Sam becomes an outlaw, robbing banks. He believes Kathy has tricked him and turns to Jane.

He ends up shot, dying in Jane's arms, yet seemingly in love with Kathy.

==Cast==
- Yvonne De Carlo as Calamity Jane
- Howard Duff as Sam Bass
- Dorothy Hart as Kathy Egan
- Willard Parker as Will Egan
- Norman Lloyd as Jim Murphy
- Lloyd Bridges as Joel Collins
- Marc Lawrence as Harry Dean
- Houseley Stevenson as Dakota
- Milburn Stone as Abe Jones
- Clifton Young as Link
- John Rodney as Morgan
- Roy Roberts as Marshal Peak
- Ann Doran as Mrs. Lucy Egan
- Charles Cane as J. Wells
- Walter Baldwin as Doc Purdy

==Production==
In March 1948 Universal announced they would make The Story of Sam Bass from a story by director George Sherman. It would be an expensive production in Technicolor shot on location in Kanab, Utah. Jimmy Stewart was sought to play the title role. The role eventually went to Howard Duff who had just come to notice in Brute Force (1947).

Universal decided to cast Yvonne De Carlo as the female lead. De Carlo was under contract to Universal at the time, and had just been entertaining US troops in Europe. She was reluctant to make the film as it was a Western, but did not want to go on suspension. (She had been briefly engaged to her co-star Howard Duff in April 1947.) Dorothy Hart and Willard Parker signed to play support roles.

Filming started 7 October 1948 in Kanab, Utah. Johnson Canyon, Vermillion Cliffs, and the Gap were additional filming locations.

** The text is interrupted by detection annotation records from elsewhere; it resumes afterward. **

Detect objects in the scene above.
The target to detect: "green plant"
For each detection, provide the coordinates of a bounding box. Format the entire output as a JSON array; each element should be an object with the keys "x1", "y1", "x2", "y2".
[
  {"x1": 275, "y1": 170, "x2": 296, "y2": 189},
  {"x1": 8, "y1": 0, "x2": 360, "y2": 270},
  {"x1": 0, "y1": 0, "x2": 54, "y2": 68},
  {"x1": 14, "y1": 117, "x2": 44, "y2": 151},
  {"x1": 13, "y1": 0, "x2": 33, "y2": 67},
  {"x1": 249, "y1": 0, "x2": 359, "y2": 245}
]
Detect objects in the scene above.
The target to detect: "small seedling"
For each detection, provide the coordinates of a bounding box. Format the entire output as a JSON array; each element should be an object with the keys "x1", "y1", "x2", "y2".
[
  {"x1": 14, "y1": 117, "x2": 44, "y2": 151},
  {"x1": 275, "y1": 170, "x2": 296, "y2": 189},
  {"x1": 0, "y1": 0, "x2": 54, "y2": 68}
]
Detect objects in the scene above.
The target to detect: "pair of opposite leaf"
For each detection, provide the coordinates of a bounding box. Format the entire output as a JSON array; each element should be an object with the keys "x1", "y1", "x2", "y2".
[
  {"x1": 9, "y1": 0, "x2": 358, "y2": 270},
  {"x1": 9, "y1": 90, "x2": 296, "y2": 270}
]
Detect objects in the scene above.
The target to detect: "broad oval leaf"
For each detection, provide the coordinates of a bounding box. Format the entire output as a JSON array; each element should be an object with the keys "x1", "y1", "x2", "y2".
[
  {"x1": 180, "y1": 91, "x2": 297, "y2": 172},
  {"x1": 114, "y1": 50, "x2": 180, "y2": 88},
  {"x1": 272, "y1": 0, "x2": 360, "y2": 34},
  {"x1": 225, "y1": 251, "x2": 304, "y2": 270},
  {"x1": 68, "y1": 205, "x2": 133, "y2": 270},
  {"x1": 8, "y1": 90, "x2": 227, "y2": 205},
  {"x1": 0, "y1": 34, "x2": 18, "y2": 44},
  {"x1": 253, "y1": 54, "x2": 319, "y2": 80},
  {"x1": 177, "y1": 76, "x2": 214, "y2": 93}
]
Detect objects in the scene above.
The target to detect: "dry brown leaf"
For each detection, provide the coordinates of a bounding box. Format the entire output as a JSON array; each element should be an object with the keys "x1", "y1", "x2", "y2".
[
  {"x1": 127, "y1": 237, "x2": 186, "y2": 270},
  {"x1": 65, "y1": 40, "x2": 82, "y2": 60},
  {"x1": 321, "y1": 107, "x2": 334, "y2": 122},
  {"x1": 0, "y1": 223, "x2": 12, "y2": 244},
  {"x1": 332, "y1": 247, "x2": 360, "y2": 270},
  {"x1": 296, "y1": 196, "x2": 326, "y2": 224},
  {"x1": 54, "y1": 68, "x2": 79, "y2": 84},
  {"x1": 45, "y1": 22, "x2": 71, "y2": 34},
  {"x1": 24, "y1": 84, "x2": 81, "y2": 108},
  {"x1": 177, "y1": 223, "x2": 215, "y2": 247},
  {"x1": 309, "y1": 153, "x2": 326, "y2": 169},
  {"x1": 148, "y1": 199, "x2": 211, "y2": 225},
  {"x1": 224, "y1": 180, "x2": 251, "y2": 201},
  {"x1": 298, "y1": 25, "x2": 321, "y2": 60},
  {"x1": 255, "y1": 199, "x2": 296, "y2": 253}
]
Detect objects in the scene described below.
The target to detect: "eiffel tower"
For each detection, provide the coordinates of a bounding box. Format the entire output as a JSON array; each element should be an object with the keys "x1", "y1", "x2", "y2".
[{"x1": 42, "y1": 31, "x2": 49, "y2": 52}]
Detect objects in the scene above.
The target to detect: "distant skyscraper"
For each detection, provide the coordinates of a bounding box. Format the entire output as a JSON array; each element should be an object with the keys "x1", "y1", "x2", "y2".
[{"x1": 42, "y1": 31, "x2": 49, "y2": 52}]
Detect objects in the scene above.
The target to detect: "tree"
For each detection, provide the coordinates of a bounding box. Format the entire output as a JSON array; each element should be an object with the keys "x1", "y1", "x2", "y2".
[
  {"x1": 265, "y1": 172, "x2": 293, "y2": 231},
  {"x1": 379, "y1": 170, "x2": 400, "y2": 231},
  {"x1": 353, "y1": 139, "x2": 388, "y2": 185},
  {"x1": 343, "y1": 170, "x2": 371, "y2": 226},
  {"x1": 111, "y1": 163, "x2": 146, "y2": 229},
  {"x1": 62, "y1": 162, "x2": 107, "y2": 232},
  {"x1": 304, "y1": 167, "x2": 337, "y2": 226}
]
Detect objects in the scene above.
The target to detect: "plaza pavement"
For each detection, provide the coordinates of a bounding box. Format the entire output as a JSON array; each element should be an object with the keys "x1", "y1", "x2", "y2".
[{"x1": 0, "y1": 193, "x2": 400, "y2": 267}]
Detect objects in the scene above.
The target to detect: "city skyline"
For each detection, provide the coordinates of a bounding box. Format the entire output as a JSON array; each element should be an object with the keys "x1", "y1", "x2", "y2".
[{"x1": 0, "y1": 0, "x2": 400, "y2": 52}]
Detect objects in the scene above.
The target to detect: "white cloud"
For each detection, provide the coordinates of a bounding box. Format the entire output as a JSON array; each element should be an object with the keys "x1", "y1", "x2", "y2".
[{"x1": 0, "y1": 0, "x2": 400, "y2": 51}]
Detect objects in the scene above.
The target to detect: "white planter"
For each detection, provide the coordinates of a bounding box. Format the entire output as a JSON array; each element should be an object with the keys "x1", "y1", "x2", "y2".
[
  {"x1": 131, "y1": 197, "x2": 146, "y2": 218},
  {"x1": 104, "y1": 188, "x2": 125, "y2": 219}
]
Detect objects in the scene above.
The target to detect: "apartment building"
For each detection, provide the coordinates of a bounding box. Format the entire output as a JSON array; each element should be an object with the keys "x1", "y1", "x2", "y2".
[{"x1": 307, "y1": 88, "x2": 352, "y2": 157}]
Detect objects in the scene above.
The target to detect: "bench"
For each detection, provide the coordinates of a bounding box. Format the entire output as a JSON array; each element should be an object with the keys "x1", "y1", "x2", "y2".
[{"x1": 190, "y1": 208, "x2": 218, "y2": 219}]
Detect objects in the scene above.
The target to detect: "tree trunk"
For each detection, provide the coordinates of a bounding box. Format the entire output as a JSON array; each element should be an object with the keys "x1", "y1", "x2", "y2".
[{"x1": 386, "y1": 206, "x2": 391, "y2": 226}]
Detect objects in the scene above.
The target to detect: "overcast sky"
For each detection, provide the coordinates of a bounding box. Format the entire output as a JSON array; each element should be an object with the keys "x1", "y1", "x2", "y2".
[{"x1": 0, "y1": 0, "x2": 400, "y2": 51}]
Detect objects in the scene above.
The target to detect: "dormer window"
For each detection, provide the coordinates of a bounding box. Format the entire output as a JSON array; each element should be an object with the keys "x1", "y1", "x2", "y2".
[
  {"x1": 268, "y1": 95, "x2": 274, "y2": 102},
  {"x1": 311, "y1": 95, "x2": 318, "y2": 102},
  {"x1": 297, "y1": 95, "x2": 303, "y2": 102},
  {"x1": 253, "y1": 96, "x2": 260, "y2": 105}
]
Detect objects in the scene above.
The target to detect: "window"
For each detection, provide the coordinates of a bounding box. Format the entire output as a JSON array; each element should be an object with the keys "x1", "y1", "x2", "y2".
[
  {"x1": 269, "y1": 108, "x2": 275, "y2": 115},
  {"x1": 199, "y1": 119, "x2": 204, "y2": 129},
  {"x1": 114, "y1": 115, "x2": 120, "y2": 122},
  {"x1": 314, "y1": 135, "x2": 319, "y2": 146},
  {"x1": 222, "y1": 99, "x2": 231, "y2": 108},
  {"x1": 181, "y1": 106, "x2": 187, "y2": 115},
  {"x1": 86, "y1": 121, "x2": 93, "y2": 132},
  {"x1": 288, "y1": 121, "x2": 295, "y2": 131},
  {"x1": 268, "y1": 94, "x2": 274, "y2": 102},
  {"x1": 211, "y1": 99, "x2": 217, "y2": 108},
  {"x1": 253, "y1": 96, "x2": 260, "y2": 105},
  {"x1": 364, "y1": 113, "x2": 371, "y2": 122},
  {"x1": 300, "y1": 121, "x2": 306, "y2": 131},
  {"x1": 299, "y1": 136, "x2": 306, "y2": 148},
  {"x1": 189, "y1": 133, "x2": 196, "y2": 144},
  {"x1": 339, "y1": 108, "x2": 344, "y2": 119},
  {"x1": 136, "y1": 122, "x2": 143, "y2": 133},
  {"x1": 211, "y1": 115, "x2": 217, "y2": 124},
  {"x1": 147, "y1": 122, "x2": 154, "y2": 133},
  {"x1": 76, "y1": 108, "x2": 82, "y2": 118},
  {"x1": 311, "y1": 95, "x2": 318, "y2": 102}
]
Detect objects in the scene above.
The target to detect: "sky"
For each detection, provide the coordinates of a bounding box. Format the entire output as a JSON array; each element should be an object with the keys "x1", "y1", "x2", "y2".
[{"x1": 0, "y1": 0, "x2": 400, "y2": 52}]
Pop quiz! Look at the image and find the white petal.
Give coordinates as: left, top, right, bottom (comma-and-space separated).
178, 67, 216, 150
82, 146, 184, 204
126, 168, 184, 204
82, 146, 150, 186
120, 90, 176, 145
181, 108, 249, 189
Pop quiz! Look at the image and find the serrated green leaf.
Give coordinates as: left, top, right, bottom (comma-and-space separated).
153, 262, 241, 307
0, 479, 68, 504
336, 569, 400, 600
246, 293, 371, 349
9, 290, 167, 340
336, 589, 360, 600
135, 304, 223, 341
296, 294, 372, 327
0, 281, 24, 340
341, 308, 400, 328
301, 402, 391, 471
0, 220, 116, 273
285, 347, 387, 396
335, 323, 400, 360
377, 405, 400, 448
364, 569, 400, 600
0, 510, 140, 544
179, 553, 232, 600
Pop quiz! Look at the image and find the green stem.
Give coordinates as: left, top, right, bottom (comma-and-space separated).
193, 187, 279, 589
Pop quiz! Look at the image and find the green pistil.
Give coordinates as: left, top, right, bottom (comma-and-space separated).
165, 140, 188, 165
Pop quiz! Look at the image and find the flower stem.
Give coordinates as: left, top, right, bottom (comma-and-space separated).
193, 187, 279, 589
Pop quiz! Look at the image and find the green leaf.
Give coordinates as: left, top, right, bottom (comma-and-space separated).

It was the second film about Calamity Jane made that year, the other being The Paleface.

==Release==
Universal adopted a regional opening strategy for the film, a strategy that they had tried earlier in the year with The Life of Riley. The film had its world premiere on June 8, 1949, in Dallas, Texas and then opened in 600 theaters in Oklahoma and Texas over a seven-week period. The approach was a success with grosses double that compared to normal release patterns. In July, it had a further saturation release in 200 theaters in Salt Lake City, Denver, Omaha and Des Moines.